Consider a recent trip I made through Borneo with some friends. You think of Borneo’s dangers being mainly of the jungle, insect and reptile kind. But there are ugly nationalism and religious sores festering there as well.
So I’d hardly given it a thought May 11 when some of my travel companions — Michael, Diane and young Daniel Pang of Honolulu, plus part-time Hawaii resident Glenn Woo and wife Linda — went off on their own for dinner outside Sandakan in the Borneo-Malaysian state of Sabah.
They’d heard that the best restaurant, four miles out of town on a bay, was Ocean King Seafood. And they reported back that the reputation was well deserved. They ate and returned to their hotel by taxi.
Three days later, during the dinner hour, the popular dining spot was raided by four armed men thought to be from the insurgent Filipino Islamist group called Abu Sayyaf. It operates mainly by speedboats from the nearby Solo and Basilian islands, and their biggest strike was the bombing of a superferry in 2004, killing 116 people. In this May 14 raid on Sabah in Borneo, they kidnapped the restaurant manager, an employee and a policeman.
As the news spread, all I could think about was that if they had hit three nights earlier, they would have had five very valuable American hostages. A whoopee payday!
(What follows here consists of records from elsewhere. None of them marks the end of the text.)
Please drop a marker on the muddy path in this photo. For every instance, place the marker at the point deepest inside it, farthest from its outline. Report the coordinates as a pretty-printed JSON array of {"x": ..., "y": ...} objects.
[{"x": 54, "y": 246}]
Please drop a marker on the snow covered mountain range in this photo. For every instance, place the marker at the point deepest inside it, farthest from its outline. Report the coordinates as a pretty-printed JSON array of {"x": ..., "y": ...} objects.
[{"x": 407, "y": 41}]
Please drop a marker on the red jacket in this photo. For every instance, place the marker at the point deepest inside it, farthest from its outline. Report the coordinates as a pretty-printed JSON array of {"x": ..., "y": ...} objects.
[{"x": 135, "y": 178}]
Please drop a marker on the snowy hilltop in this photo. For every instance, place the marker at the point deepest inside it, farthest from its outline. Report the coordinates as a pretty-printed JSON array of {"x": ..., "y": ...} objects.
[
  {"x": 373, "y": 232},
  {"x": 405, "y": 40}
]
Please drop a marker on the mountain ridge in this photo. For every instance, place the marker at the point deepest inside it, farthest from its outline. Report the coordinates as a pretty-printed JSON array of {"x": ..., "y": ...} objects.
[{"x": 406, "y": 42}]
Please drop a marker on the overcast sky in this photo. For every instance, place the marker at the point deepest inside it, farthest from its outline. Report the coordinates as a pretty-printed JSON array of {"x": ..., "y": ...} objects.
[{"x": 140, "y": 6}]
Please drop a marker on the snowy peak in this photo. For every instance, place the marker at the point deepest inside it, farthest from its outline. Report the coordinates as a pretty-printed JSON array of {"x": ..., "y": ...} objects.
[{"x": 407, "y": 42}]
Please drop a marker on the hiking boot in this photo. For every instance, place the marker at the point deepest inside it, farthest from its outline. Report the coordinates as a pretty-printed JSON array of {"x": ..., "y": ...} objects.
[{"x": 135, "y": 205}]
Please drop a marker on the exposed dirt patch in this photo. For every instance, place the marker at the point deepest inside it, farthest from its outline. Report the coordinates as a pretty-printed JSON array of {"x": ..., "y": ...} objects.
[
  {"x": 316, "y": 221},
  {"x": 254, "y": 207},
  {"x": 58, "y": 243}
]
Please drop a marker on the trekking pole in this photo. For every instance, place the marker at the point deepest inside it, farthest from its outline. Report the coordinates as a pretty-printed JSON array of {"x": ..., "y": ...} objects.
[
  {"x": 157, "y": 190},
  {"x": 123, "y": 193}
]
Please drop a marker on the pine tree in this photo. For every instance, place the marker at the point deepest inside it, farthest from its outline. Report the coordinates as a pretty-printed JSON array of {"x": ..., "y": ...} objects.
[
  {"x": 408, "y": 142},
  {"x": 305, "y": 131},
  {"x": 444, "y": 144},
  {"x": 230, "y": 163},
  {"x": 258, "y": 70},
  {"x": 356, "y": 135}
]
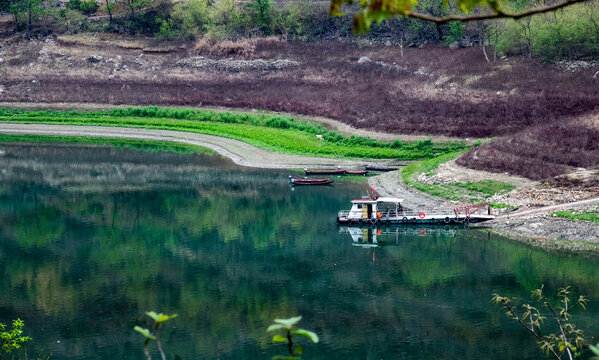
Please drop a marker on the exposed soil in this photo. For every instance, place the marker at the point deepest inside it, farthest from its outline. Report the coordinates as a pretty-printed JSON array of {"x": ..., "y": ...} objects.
[
  {"x": 241, "y": 153},
  {"x": 545, "y": 115}
]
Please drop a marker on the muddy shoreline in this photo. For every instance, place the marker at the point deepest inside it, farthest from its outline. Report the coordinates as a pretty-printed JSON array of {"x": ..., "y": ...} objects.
[{"x": 536, "y": 227}]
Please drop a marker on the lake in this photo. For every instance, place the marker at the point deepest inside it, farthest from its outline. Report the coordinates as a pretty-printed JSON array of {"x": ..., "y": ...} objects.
[{"x": 92, "y": 237}]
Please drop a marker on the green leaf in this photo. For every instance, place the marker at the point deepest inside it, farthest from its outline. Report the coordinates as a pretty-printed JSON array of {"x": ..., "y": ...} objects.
[
  {"x": 288, "y": 323},
  {"x": 144, "y": 332},
  {"x": 309, "y": 334},
  {"x": 160, "y": 318},
  {"x": 279, "y": 338},
  {"x": 274, "y": 327},
  {"x": 152, "y": 314}
]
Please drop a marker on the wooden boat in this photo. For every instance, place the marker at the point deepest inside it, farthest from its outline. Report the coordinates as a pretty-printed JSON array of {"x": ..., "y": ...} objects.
[
  {"x": 324, "y": 172},
  {"x": 389, "y": 211},
  {"x": 380, "y": 168},
  {"x": 356, "y": 172},
  {"x": 297, "y": 181}
]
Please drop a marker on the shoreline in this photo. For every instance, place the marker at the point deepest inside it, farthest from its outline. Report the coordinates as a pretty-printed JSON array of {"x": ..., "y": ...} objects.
[{"x": 534, "y": 227}]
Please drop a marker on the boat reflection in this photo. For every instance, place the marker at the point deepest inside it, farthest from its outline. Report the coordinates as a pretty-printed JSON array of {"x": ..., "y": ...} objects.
[{"x": 377, "y": 236}]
Abu Sayyaf recently declared allegiance to the militant Islamic State of Iraq and Syria, and has expanded its operations from the southern Philippines into eastern Borneo, a part of Malaysia. Its operatives recently kidnapped some Chinese tourists. Not a lot of Americans go to Sabah. It’s most heavily traveled by Europeans and Asians.
Abu Sayyaf’s most publicized kidnapping was of an American and two British missionaries in Mindanao in 2001. They executed the American. The Brits were killed in a failed rescue attempt.
The Ocean King restaurant incident momentarily soured my usual enthusiasm for popular restaurants in unsettled parts of the world, but you can’t live life to its fullest worrying every day on the road about a terrorist strike. I’m sure glad the Pangs and the Woos were not at Ocean King May 14.
But two days later, they, with me in tow, tried another you-must-eat-here place, as if our worst fears were stomach problems from the water or a corked wine.
Our lives went on. We refuse to live Mad Max style, in a fortress citadel or (most of us) armed and ready to shoot back.
This bad stuff shall end — as most all bad stuff does — with a bad ending for bad people. That’s my personal faith.